Hello,
I'm parsing a large text file using PHP and some lines look like this "äåòñêèå ïåñíè", or "ääò", or like this "åãîð ëåòîâ". Is there any way to check if there are more than three characters like this in string?
Thank you.
Hello,
I'm parsing a large text file using PHP and some lines look like this "äåòñêèå ïåñíè", or "ääò", or like this "åãîð ëåòîâ". Is there any way to check if there are more than three characters like this in string?
Thank you.
I'd avoid a regex.
Simply step through the string, looking at each character, and keep count of how many characters fit your criteria.
/X.*?X.*?X/
Replace X with whatever characters you want or don't want (e.g. [\x80-\xFF]
).
It sounds like you might not be using the correct character encoding. A file on disk is just array of bytes and a character encoding is the idea that a byte with the value 77 is uppercase M. Most character encodings have the numbers 0-127 mapping to the same characters, but after that, they're all different.

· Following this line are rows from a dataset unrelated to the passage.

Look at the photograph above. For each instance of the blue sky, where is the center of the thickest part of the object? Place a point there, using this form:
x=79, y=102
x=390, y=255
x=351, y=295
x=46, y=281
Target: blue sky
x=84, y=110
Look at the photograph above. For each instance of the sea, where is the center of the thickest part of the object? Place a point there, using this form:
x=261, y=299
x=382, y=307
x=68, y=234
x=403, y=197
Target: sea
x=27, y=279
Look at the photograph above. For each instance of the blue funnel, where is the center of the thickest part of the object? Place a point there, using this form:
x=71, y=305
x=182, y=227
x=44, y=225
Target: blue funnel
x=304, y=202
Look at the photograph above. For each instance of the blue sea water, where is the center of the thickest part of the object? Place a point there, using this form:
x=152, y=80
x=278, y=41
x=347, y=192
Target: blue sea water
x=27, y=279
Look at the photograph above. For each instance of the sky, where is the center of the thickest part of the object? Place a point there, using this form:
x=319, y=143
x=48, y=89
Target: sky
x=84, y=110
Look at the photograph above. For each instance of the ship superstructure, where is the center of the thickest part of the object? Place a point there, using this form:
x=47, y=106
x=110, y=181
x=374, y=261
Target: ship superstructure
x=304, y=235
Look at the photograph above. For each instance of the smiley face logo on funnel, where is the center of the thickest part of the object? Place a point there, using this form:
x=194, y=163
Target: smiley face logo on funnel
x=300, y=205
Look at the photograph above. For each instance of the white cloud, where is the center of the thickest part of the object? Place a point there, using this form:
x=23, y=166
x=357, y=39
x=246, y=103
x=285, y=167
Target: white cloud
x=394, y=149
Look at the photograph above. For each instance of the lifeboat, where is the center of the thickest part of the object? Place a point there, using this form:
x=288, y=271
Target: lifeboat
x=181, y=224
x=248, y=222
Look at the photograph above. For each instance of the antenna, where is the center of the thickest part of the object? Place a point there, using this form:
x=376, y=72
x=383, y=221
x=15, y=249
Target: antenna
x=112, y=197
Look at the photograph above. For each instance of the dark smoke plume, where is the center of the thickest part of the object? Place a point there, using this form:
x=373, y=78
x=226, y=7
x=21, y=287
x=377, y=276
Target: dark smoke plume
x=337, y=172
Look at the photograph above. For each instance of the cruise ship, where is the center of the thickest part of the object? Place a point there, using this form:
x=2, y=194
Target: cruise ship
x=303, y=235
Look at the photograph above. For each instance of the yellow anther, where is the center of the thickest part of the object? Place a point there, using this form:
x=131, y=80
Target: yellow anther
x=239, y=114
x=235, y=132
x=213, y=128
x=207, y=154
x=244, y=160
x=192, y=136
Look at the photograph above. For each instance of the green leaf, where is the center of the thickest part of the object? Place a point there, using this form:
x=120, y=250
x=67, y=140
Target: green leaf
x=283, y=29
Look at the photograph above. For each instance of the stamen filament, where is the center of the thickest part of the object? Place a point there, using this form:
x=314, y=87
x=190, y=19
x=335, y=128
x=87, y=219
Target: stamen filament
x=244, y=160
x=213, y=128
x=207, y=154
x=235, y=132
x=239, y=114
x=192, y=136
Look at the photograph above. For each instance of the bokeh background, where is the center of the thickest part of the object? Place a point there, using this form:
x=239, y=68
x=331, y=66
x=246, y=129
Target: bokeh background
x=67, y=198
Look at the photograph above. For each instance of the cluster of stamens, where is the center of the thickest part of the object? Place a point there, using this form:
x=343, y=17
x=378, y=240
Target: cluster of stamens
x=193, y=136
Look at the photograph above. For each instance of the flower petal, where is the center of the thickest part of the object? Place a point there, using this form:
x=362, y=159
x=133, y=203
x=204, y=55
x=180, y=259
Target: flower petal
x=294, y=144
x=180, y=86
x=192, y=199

Many newer character encodings use more than one byte per character, and often use the notion of code point rather than character.
You should become really comfortable with character encodings, especially unicode, if you don't want to mangle, and ruin character data.
You could try:
if (preg_match("/(?:.*?[\x80-\xFF]){3,}/", $string)) {
// report excess high-bit ascii
}
(?: ; create a non-capture group
.*? ; match any number of characters, without being greedy.
[\x80-\xFF] ; match a single high-bit character
) ; end the group
{3,} ; match the group 3 or more times
Your question title eludes to removing:
$out = preg_replace('/[\x80-\xFF]/', '', $input);
You can do:
$string = preg_replace('~&([a-z]{1,2})(acute|cedil|circ|grave|lig|orn|ring|slash|th|tilde|uml);~i', '$1', htmlentities($string, ENT_COMPAT, 'UTF-8'));
This will replace all the UTF-8 chars with their ASCII equivalent.
I use the below ... hope these help...
function just_clean($string)
{
// Replace other special chars
$specialCharacters = array(
'#' => '',
'’' => '',
'`' => '',
'\'' => '',
'$' => '',
'%' => '',
'&' => '',
'@' => '',
'.' => '',
'€' => '',
'+' => '',
'=' => '',
'§' => '',
'\\' => '',
'/' => '',
'`' => '',
'•' => ''
);
while (list($character, $replacement) = each($specialCharacters)) {
$string = str_replace($character, '', $string);
}
$string = strtr($string,
"ÀÁÂÃÄÅàáâãäåÒÓÔÕÖØòóôõöøÈÉÊËèéêëÇçÌÍÎÏìíîïÙÚÛÜùúûüÿÑñ",
"AAAAAAaaaaaaOOOOOOooooooEEEEeeeeCcIIIIiiiiUUUUuuuuyNn"
);
// Remove all remaining other unknown characters
$string = preg_replace('/[^a-zA-Z0-9\-]/', ' ', $string);
$string = preg_replace('/^[\-]+/', '', $string);
$string = preg_replace('/[\-]+$/', '', $string);
$string = preg_replace('/[\-]{2,}/', ' ', $string);
$string = clean_url($string);
return $string;
}
function clean_url($text)
{
$text=strtolower($text);
$code_entities_match = array( '"' ,'!' ,'@' ,'#' ,'$' ,'%' ,'^' ,'&' ,'*' ,'(' ,')' ,'+' ,'{' ,'}' ,'|' ,':' ,'"' ,'<' ,'>' ,'?' ,'[' ,']' ,';' ,"'" ,',' ,'.' ,'_' ,'/' ,'*' ,'+' ,'~' ,'`' ,'=' ,'---' ,'--','--','-','’','`','•');
$code_entities_replace = array(' ' ,' ' ,' ' ,' ' ,' ' ,' ' ,' ' ,' ' ,' ' ,' ' ,' ' ,' ' ,' ' ,' ' ,' ' ,' ' ,' ' ,' ' ,' ' ,' ' ,' ' ,' ' ,' ' ,' ' ,' ' ,' ' ,' ' ,' ' ,' ' ,' ' ,' ' ,' ' ,' ' ,' ' ,' ',' ',' ',' ',' ',' ',' ');
$text = str_replace($code_entities_match, $code_entities_replace, $text);
$text = trim($text," ");
$text=str_replace(" ","-",$text);
$text = cleanUnderScores($text);
return $text;
}
function cleanUnderScores($text)
{
$tst = $text;
$under = "--";
$pos = 0;
while(strpos($tst, $under) != false )
{
//$pos = strpos($tst, $under);
$tst = str_replace("--", "-", $tst);
}
return $tst;
}